Belum lama perjalanan, tepatnya di desa Hative Besar, saya langsung disambut oleh ikon kebanggaan kota Ambon; monumen Ambon City of Music (ACOM). Tulisan besar berwarna orange itu bertengger dengan gagah di atas bukit yang menghadap langsung ke Teluk Ambon. Saya tak cukup lengkap mengamatinya karena mobil bergegas cukup kencang. Tapi monumen itu cukup legitimatif untuk mengakui, bahwa Ambon adalah kota musik sebagaimana Sevilla, Liverpool, Auckland, Hamamatsu, dan beberapa kota lain di dunia.
Sebelum “menyebrang” ke sisi selatan, saya melewati kampus paling top di Ambon, Universitas Pattimura (Unpatti). Di sepanjang Jln. Dr. J. Leimena ini suasana ramai dan sedikit kepadatan mulai tampak. Tak seberapa lama kemudian, saya akhirnya menikmati Jembatan Merah Putih yang menjadi ikon baru bagi Ambon ini. Menaikinya pelan-pelan dari sisi utara jembatan sambil melihat bibir Teluk Ambon yang mulai menggeliat secara pembangunan.
Waktu itu, jembatan ini baru sebulan diresmikan langsung oleh Presiden Jokowi. Tepatnya, tanggal 4 April 2016. Artinya, saya termasuk orang yang merasakan jembatan ini waktu masih anget-angetnya.
Jembatan kabel pancang (cable stayed) ini membentang di atas teluk Ambon. Menghubungkan desa Hative Kecil, Sirimau, di sisi selatan dengan desa Rumah Tiga, Teluk Ambon, di sisi utara. Dalam waktu sekitar 6 tahun pengerjaannya, jembatan ini menghabiskan dana ratusan miliar yang dibangun dengan pertimbangan tertentu terutama daerah Ambon yang sebenarnya rawan gempa tektonik, termasuk yang terjadi pada tahun 2015 lalu dan membuat proses pembangunannya terhenti sejenak hingga akhirnya rampung di tahun 2016.
Sebelum akhirnya menjadi Jembatan Merah Putih, nama awal dari jembatan ini adalah Galala Poka. Namun warga dari desa Rumah Tiga merasa tidak terima karena desa Poka justru tidak dilewati oleh jembatan ini. Sementara desa Rumah Tiga yang dilewati tidak menjadi pilihan dari nama yang dipakai. Hingga akhirnya diputuskan untuk diberi nama Jembatan Merah Putih. Tak ada lagi Galala, Poka, maupun Rumah Tiga.

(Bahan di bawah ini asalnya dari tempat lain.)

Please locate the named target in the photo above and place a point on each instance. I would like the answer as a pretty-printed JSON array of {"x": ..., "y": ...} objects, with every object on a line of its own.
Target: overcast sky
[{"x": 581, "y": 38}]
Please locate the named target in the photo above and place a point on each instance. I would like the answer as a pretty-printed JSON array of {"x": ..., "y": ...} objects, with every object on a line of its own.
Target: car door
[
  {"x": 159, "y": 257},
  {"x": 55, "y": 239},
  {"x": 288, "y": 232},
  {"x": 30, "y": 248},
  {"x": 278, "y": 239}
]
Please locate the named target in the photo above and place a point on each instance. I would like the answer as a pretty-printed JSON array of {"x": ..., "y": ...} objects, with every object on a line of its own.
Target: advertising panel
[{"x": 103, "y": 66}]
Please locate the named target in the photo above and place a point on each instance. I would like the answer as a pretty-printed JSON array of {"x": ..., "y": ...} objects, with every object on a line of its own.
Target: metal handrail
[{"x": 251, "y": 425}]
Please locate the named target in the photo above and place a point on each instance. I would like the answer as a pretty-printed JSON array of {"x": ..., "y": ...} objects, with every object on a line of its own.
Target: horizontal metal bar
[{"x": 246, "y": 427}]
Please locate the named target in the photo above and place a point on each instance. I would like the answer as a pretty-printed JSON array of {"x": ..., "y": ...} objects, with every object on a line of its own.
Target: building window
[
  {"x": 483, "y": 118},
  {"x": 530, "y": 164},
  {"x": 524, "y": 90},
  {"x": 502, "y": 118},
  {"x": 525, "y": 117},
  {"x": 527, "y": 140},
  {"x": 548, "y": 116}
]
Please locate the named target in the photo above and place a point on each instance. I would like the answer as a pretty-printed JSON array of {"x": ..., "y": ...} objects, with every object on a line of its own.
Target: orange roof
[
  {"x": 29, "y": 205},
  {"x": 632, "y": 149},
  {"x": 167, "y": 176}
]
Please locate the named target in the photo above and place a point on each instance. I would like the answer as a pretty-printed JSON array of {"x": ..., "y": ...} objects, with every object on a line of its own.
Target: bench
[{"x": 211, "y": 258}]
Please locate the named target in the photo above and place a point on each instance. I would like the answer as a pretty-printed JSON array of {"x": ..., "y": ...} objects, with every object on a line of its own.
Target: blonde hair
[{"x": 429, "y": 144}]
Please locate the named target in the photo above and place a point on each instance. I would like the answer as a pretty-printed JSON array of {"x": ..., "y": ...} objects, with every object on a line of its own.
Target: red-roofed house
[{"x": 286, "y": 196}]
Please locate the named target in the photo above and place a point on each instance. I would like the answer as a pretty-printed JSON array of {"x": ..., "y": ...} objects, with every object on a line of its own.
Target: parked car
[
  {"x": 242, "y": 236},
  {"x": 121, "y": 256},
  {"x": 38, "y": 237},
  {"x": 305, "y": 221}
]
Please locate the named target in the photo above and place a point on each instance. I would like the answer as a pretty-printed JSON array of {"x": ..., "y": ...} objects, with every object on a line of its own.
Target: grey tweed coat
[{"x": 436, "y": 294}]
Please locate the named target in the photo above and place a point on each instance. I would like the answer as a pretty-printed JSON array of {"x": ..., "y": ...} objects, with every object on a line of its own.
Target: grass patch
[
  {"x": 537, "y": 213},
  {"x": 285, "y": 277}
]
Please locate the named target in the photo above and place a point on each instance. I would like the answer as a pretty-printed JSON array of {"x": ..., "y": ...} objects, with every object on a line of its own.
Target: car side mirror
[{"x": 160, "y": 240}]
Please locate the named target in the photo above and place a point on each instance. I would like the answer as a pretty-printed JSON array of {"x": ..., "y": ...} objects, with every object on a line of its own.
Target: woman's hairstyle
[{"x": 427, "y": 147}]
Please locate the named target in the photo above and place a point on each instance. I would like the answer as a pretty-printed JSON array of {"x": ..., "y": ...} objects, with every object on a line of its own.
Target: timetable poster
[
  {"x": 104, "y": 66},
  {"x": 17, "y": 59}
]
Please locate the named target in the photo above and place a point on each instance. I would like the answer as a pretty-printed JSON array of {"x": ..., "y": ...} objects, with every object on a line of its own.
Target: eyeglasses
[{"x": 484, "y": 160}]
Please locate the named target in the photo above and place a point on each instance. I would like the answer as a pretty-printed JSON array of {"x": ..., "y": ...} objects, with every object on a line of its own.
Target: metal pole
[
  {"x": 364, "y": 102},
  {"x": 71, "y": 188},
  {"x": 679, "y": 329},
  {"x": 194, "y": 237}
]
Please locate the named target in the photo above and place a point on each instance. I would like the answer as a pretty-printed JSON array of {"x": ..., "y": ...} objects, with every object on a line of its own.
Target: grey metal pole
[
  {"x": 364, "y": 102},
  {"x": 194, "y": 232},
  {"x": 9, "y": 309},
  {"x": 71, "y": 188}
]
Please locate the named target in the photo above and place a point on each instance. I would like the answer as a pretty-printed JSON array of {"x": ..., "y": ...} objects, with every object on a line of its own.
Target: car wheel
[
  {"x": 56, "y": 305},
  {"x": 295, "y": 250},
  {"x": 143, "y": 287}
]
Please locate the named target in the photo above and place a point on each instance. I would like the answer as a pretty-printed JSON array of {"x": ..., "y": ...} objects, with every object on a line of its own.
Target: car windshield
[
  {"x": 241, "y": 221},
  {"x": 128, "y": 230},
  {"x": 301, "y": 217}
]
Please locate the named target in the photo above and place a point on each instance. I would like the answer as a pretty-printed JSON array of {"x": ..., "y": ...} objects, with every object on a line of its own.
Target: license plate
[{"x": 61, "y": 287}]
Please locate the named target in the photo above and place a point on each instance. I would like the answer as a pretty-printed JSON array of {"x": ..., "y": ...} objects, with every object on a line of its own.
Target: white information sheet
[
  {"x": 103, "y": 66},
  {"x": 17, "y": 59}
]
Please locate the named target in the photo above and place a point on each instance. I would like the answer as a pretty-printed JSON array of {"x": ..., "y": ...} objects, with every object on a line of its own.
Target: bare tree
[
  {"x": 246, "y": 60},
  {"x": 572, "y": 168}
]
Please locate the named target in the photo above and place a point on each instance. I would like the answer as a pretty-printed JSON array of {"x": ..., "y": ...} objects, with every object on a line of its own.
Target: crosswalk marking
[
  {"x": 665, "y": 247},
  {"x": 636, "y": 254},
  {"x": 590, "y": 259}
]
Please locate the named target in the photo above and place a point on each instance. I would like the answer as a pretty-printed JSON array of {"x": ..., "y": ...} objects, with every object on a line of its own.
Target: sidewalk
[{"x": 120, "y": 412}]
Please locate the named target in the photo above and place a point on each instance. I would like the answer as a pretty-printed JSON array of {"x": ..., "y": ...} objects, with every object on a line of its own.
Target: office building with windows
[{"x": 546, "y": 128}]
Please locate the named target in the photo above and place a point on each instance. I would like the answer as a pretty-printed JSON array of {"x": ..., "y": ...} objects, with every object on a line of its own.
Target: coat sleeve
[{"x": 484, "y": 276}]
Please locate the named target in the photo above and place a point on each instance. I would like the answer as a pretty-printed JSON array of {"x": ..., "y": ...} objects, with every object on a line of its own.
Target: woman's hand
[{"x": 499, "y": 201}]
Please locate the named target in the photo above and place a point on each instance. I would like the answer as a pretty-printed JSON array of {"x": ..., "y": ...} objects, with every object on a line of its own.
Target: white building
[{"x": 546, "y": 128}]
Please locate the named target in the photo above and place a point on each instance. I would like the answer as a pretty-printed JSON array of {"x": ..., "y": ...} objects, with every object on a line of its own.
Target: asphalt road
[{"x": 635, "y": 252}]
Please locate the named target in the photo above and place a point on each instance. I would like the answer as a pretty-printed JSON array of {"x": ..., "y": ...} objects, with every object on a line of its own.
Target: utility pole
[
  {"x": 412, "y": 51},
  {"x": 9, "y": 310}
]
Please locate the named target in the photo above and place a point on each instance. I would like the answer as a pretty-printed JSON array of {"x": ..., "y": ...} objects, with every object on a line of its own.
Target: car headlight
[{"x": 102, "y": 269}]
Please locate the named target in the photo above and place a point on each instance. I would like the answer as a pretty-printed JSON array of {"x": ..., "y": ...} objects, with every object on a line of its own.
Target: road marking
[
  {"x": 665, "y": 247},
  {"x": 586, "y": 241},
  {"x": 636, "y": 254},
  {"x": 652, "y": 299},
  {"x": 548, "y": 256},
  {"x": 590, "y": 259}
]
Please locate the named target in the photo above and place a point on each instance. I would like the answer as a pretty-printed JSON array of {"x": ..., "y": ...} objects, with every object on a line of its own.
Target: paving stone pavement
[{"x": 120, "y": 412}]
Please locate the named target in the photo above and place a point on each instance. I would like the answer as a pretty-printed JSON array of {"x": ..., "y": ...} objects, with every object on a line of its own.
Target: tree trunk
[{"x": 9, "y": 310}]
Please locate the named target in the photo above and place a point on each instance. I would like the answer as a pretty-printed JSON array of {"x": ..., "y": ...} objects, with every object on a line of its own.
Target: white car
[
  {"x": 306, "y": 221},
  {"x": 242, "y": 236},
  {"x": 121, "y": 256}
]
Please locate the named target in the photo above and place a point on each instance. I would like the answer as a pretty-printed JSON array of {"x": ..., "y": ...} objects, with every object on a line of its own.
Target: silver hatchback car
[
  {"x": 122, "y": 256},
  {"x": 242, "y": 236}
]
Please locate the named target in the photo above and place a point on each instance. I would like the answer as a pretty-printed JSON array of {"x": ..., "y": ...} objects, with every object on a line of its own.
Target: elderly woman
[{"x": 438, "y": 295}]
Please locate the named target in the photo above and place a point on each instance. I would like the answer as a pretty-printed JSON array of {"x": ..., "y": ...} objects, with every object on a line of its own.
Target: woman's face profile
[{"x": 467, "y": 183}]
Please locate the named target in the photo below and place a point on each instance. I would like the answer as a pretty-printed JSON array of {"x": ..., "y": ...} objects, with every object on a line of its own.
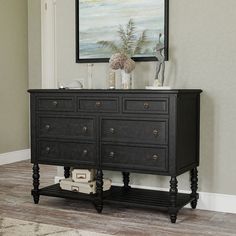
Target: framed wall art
[{"x": 102, "y": 22}]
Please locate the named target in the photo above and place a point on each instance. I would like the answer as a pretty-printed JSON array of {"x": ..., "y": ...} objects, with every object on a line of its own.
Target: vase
[{"x": 126, "y": 80}]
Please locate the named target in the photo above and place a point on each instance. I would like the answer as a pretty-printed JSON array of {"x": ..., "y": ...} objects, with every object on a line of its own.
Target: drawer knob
[
  {"x": 155, "y": 132},
  {"x": 98, "y": 104},
  {"x": 155, "y": 157},
  {"x": 146, "y": 105},
  {"x": 55, "y": 103},
  {"x": 112, "y": 130},
  {"x": 85, "y": 152},
  {"x": 85, "y": 129},
  {"x": 111, "y": 154}
]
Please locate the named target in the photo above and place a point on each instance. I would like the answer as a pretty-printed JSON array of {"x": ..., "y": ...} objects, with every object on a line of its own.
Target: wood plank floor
[{"x": 16, "y": 202}]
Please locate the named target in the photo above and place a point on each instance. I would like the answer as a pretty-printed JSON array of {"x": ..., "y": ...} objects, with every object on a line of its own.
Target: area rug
[{"x": 10, "y": 227}]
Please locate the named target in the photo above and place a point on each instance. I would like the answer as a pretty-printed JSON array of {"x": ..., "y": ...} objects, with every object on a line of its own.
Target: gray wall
[
  {"x": 202, "y": 55},
  {"x": 13, "y": 76}
]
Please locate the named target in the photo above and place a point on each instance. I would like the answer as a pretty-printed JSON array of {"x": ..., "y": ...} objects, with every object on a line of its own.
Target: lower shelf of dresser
[{"x": 117, "y": 195}]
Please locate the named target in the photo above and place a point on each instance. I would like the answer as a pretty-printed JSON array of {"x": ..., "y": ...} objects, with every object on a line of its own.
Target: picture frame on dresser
[{"x": 92, "y": 27}]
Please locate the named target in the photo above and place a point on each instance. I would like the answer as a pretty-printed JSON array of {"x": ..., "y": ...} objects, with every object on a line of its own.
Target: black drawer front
[
  {"x": 139, "y": 105},
  {"x": 56, "y": 104},
  {"x": 135, "y": 131},
  {"x": 66, "y": 127},
  {"x": 137, "y": 158},
  {"x": 98, "y": 105},
  {"x": 67, "y": 152}
]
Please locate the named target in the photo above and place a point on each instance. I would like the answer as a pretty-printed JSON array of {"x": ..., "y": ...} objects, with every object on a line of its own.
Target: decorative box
[
  {"x": 90, "y": 187},
  {"x": 82, "y": 175}
]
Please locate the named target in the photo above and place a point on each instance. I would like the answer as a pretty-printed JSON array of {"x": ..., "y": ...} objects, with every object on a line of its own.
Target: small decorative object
[
  {"x": 88, "y": 188},
  {"x": 160, "y": 67},
  {"x": 83, "y": 175},
  {"x": 112, "y": 79},
  {"x": 90, "y": 76},
  {"x": 75, "y": 84}
]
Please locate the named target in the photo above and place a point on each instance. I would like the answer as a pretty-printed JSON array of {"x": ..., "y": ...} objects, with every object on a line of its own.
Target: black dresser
[{"x": 142, "y": 131}]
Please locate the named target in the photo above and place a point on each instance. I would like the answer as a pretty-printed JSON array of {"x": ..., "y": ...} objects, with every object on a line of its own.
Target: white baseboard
[
  {"x": 11, "y": 157},
  {"x": 207, "y": 201}
]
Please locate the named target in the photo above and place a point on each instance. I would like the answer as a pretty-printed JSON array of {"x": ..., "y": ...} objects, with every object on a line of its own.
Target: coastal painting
[{"x": 99, "y": 20}]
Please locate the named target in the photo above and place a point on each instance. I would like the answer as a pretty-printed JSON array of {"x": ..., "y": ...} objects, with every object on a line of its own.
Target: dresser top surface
[{"x": 121, "y": 91}]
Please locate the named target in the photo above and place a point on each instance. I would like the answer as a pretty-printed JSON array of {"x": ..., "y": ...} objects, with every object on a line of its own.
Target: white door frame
[{"x": 48, "y": 47}]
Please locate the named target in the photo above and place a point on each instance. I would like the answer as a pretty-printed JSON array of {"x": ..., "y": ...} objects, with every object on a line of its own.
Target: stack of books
[{"x": 83, "y": 181}]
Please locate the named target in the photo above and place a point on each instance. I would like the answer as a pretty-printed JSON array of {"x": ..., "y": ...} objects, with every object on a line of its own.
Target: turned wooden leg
[
  {"x": 194, "y": 186},
  {"x": 99, "y": 191},
  {"x": 35, "y": 190},
  {"x": 173, "y": 199},
  {"x": 66, "y": 172},
  {"x": 126, "y": 180}
]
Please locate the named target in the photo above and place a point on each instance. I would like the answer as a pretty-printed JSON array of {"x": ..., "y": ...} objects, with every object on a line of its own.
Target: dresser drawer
[
  {"x": 98, "y": 104},
  {"x": 135, "y": 131},
  {"x": 136, "y": 158},
  {"x": 143, "y": 105},
  {"x": 55, "y": 104},
  {"x": 66, "y": 152},
  {"x": 66, "y": 127}
]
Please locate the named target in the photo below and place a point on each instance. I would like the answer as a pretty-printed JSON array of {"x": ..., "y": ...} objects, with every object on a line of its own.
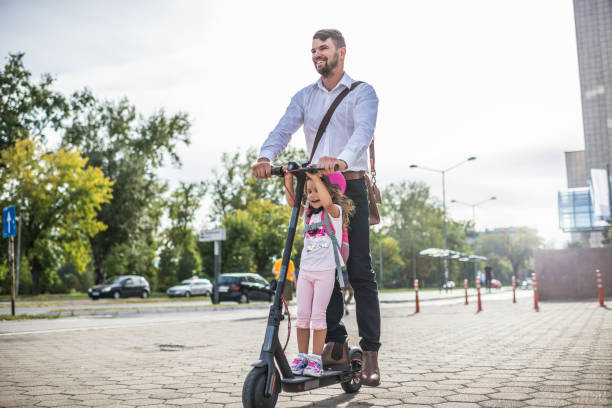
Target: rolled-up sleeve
[
  {"x": 291, "y": 121},
  {"x": 364, "y": 117}
]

Dengan adanya jembatan ini, akses menuju pusat kota Ambon menjadi semakin cepat karena tidak perlu lagi memutari Teluk Ambon. Selain itu, dengan pemandangan air laut yang jernih, keindahan pemandangan di kanan-kirinya, serta bisa menikmati waktu senja yang cantik nan eksotis menjadikan jembatan ini sebagai destinasi baru yang populer di kota Ambon.
Ketika melewati jembatan itu, sebenarnya biasa saja, tapi melihat keindahan alam di kanan-kiri Jembatan Merah Putih ini, menjadikan perjalanan semakin menyenangkan. Sejuk mata memandang. Dalam imajinasi dangkal saya, segala pembangunan infrastruktur yang dilakukan pastilah terpancang harapan-harapan akan perubahan dan kemajuan. Lebih-lebih ketika berbicara soal pemerataan pembangunan, khususnya di wilayah timur Indonesia yang seringnya diabaikan. Negara sering (pura-pura) lupa dan lalai.
Semua pembangunan itu, bisa dirasakan oleh masyarakat Ambon, sejak saat itu hingga sekarang. Bagaimana kondisi Ambon sekarang?